RESTORE DATABASE [$DATABASE_NAME]
FROM DISK = '$BACKUP_FILE'
WITH REPLACE,
MOVE '${DATABASE_NAME}_Data' TO '/var/opt/mssql/data/${DATABASE_NAME}.mdf',
MOVE '${DATABASE_NAME}_Log' TO '/var/opt/mssql/data/${DATABASE_NAME}.ldf'
"
# Verify restore
sqlcmd -S mssql-service -U sa -P $SA_PASSWORD -Q "
SELECT name, state_desc FROM sys.databases WHERE name = '$DATABASE_NAME'
"
Volume Restore¶
# Restore from volume snapshot
apiVersion: v1
kind: PersistentVolumeClaim
metadata:
name: nucleus-data-restored
namespace: nucleus
spec:
storageClassName: standard
dataSource:
name: nucleus-data-snapshot
kind: VolumeSnapshot
apiGroup: snapshot.storage.k8s.io
accessModes:
- ReadWriteOnce
resources:
requests:
storage: 10Gi
Application Restore¶
# Application restore procedure
#!/bin/bash
BACKUP_DATE="$1"
if [ -z "$BACKUP_DATE" ]; then
echo "Usage: $0 <backup_date>"
exit 1
fi
# Stop application
kubectl scale deployment nucleus --replicas=0 -n nucleus
# Restore database
restore_database.sh "/backup/nucleus_${BACKUP_DATE}.bak"
# Restore persistent volumes
kubectl apply -f restore-pvc-${BACKUP_DATE}.yaml
# Update application to use restored volumes
kubectl patch deployment nucleus -n nucleus -p '{"spec":{"template":{"spec":{"volumes":[{"name":"data","persistentVolumeClaim":{"claimName":"nucleus-data-restored"}}]}}}}'
# Start application
kubectl scale deployment nucleus --replicas=2 -n nucleus
# Verify restoration
kubectl wait --for=condition=ready pod -l app=nucleus -n nucleus --timeout=300s
Disaster Recovery¶
Recovery Time Objective (RTO)¶
- Critical Systems: 15 minutes
- Standard Systems: 1 hour
- Development Systems: 4 hours
Recovery Point Objective (RPO)¶
- Database: 15 minutes (transaction log backups)
- Configuration: 24 hours (daily backups)

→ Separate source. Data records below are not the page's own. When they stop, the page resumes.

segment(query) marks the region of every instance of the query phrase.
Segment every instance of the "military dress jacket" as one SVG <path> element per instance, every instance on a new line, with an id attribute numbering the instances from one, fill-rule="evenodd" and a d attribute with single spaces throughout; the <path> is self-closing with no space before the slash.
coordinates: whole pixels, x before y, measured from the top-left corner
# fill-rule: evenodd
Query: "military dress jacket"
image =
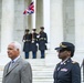
<path id="1" fill-rule="evenodd" d="M 32 83 L 32 69 L 21 58 L 9 70 L 10 62 L 4 66 L 2 83 Z"/>
<path id="2" fill-rule="evenodd" d="M 31 51 L 36 52 L 38 51 L 38 33 L 31 33 Z"/>
<path id="3" fill-rule="evenodd" d="M 81 83 L 81 69 L 77 62 L 67 59 L 54 70 L 54 83 Z"/>

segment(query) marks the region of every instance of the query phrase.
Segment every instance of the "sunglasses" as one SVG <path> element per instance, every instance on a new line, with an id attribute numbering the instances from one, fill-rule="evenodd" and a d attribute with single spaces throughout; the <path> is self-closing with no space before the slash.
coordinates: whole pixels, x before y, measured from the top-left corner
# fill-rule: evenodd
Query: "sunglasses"
<path id="1" fill-rule="evenodd" d="M 65 50 L 65 49 L 62 49 L 62 50 L 57 50 L 57 52 L 60 52 L 60 53 L 61 53 L 61 52 L 64 52 L 64 51 L 66 51 L 66 50 Z"/>

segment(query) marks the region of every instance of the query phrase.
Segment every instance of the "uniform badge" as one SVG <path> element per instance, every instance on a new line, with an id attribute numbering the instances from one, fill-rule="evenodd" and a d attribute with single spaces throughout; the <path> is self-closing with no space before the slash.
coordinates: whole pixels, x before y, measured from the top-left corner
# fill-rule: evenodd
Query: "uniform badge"
<path id="1" fill-rule="evenodd" d="M 66 71 L 67 71 L 67 69 L 61 69 L 61 71 L 64 71 L 64 72 L 66 72 Z"/>

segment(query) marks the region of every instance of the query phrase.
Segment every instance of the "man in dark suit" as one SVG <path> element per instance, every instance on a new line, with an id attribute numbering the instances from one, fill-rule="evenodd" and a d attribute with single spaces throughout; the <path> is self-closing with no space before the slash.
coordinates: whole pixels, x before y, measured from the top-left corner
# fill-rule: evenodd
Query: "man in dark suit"
<path id="1" fill-rule="evenodd" d="M 71 59 L 75 51 L 74 44 L 62 42 L 55 50 L 62 61 L 54 70 L 54 83 L 81 83 L 80 64 Z"/>
<path id="2" fill-rule="evenodd" d="M 29 62 L 20 56 L 21 44 L 11 42 L 8 56 L 11 61 L 4 66 L 2 83 L 32 83 L 32 69 Z"/>
<path id="3" fill-rule="evenodd" d="M 29 52 L 31 51 L 31 37 L 29 33 L 29 29 L 25 29 L 22 41 L 23 41 L 23 52 L 25 54 L 25 59 L 29 59 Z"/>
<path id="4" fill-rule="evenodd" d="M 46 43 L 48 43 L 48 35 L 44 32 L 44 27 L 40 28 L 41 31 L 39 33 L 39 50 L 41 51 L 41 59 L 44 59 L 44 53 L 46 50 Z"/>
<path id="5" fill-rule="evenodd" d="M 31 51 L 32 51 L 32 55 L 33 59 L 36 59 L 36 51 L 38 51 L 38 33 L 35 32 L 36 29 L 32 29 L 32 33 L 31 33 Z"/>

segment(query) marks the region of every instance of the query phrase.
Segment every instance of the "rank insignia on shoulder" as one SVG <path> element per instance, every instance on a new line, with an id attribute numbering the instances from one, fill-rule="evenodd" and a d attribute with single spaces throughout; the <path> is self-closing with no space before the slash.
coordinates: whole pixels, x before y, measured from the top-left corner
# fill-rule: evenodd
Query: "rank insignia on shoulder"
<path id="1" fill-rule="evenodd" d="M 75 64 L 75 63 L 77 63 L 77 62 L 75 62 L 75 61 L 72 61 L 72 63 L 73 63 L 73 64 Z"/>

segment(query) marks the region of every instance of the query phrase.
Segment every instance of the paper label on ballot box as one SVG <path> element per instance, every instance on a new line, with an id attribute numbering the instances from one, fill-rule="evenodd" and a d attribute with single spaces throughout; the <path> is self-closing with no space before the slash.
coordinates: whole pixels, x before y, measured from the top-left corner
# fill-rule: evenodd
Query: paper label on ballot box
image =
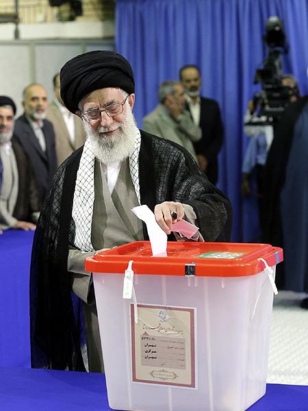
<path id="1" fill-rule="evenodd" d="M 196 388 L 196 309 L 131 305 L 133 381 Z"/>

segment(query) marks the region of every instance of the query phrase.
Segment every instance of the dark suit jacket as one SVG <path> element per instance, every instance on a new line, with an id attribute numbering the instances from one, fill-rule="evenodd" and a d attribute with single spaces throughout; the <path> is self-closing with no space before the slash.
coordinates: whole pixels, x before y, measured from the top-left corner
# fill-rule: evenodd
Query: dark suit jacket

- File Storage: 1 hour (incremental backups)
DR Testing¶
# Disaster recovery test
#!/bin/bash
echo "Starting DR test at $(date)"
# 1. Simulate failure
kubectl delete namespace nucleus --wait=true
# 2. Restore from backup
restore_application.sh $(date -d "yesterday" +%Y%m%d)
# 3. Verify functionality
test_application_health.sh
# 4. Document results
echo "DR test completed at $(date)" >> /var/log/dr-tests.log
Monitoring and Alerting¶
Backup Monitoring¶
# Backup monitoring alert
groups:
- name: backup.rules
rules:
- alert: BackupFailed
expr: kube_job_status_failed{job_name=~".*backup.*"} > 0
for: 5m
labels:
severity: critical
annotations:
summary: "Backup job {{ $labels.job_name }} failed"
description: "Backup job has been failing for more than 5 minutes"
- alert: BackupNotRun
expr: time() - kube_job_status_completion_time{job_name=~".*backup.*"} > 86400
labels:
severity: warning
annotations:
summary: "Backup job {{ $labels.job_name }} not run in 24 hours"
description: "Backup job should run daily"
Best Practices¶
Backup Strategy¶
- 3-2-1 Rule: 3 copies, 2 different media, 1 offsite
- Regular Testing: Monthly restore tests
- Encryption: Encrypt backups in transit and at rest
- Retention: Define clear retention policies
Operational Procedures¶
- Documentation: Maintain current runbooks
- Training: Regular DR training exercises
- Monitoring: Automated backup verification
- Compliance: Meet regulatory requirements
For specific restore procedures, refer to the individual component documentation.